/stash_theporndb_scraper

A python script to scrape Stash data from thePornDB

Primary LanguagePythonMIT LicenseMIT

This is a python script intended to run from a command line to scrape information for Stash scenes from ThePornDB (metadataapi.net).  Requires Python 3.  Developed for the "development" version (not the "latest"/stable branch) of Stash, but may also work with "latest."

Currently, the script supports setting titles, performers, tags, studios, details, and date.  All fields are optional and can be disabled via config options.  Current title, studio, details, and date are overwritten with new data. Current performers and tags are maintained with new results added. If a new performer/studio/tag is found that's not currently in Stash, the script can optionally add the performer/studio/tag using data from ThePornDB.  It can also optionally (via config options) scrape FreeOnes for performer data, and try to pull an image from Babepedia.
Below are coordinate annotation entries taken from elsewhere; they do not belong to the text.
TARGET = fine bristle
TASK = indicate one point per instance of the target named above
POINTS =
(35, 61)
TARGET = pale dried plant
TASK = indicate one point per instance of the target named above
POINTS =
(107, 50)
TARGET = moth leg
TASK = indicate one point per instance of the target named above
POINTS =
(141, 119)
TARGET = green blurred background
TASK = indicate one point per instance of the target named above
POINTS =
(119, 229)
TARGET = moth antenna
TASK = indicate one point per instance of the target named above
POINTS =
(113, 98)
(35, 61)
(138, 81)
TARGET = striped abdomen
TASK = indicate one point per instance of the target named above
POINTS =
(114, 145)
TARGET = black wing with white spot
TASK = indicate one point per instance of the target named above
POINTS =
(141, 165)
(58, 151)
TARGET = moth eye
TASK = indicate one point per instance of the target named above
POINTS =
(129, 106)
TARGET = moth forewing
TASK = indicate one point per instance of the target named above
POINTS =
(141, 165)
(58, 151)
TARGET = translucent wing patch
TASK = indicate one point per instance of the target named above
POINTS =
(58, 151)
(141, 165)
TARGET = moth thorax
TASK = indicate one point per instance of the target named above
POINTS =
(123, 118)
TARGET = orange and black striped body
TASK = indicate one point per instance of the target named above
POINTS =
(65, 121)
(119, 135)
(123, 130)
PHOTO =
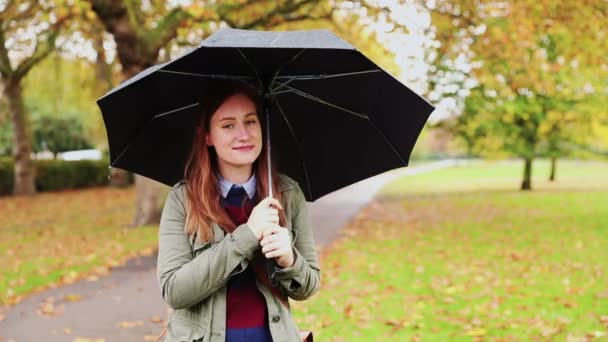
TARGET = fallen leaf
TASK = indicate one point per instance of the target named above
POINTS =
(126, 324)
(476, 332)
(72, 298)
(156, 319)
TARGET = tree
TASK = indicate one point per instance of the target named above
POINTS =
(528, 58)
(28, 30)
(145, 33)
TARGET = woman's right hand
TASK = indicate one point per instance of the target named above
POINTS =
(264, 215)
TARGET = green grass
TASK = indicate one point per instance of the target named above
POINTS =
(56, 238)
(460, 254)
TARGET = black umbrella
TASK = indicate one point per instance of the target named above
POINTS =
(336, 117)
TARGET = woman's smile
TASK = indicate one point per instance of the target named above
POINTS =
(245, 148)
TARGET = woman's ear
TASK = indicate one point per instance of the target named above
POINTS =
(208, 141)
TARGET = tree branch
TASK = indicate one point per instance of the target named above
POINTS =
(5, 64)
(166, 29)
(43, 48)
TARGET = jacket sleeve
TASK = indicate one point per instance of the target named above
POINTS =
(186, 280)
(302, 279)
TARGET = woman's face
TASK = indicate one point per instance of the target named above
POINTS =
(235, 132)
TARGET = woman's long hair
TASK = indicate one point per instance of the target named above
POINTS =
(201, 173)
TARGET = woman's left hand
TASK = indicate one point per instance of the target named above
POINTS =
(276, 243)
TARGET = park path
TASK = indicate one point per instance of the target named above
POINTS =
(126, 305)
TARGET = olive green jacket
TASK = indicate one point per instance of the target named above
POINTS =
(193, 276)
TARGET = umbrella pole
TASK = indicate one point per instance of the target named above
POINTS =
(268, 149)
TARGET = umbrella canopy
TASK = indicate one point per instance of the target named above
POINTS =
(337, 118)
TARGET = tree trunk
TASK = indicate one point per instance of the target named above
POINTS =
(553, 167)
(147, 209)
(24, 177)
(526, 184)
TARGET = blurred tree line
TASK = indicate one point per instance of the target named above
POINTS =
(49, 90)
(531, 77)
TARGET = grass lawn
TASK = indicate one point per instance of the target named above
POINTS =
(56, 238)
(461, 254)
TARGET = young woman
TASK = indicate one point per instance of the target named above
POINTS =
(220, 232)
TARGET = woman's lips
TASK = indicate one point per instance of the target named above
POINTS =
(244, 148)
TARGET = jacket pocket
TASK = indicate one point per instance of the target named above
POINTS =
(184, 331)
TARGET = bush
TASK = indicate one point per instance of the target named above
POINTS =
(53, 175)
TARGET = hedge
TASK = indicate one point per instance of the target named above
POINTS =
(53, 175)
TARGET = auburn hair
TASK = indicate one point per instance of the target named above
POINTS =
(203, 206)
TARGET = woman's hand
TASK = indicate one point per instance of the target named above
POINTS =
(276, 243)
(263, 216)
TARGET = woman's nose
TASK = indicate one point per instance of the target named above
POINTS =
(243, 133)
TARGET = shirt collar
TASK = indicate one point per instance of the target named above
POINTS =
(226, 185)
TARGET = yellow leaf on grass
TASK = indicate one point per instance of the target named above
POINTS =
(125, 324)
(477, 332)
(72, 297)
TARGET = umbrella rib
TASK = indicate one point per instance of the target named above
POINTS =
(227, 77)
(276, 73)
(257, 75)
(174, 110)
(387, 141)
(297, 144)
(144, 126)
(314, 98)
(322, 76)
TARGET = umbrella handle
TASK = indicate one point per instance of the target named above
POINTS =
(268, 148)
Usage:  Download the script and install the requirements (pip install -r requirements.txt).  Rename SAMPLE_configuration.py to configuration.py.  Modify the configuration.py to include the URL of your Stash endpoint.  Be sure to specify http or https.  Also include your username and password, if using.  Set any configuration parameters you'd like, which are explained in the script.  

Then, run the script (python scrapeScenes.py).  If run without parameters, the script scrapes all Stash scenes using the options from configuration.py.  Add the -h flag to see other supported command line options.

Successfully scraped scenes are tagged with a custom tag, and excluded from future scans.  

Where ThePornDB returns multiple results for a scene, the script supports automatic disambiguation, manual disambiguation, or skipping the scene. Scenes that are skipped due to ambiguous results can be tagged.  An additional execution of the script can then be run only for previously skipped scenes with the ambiguous results tag.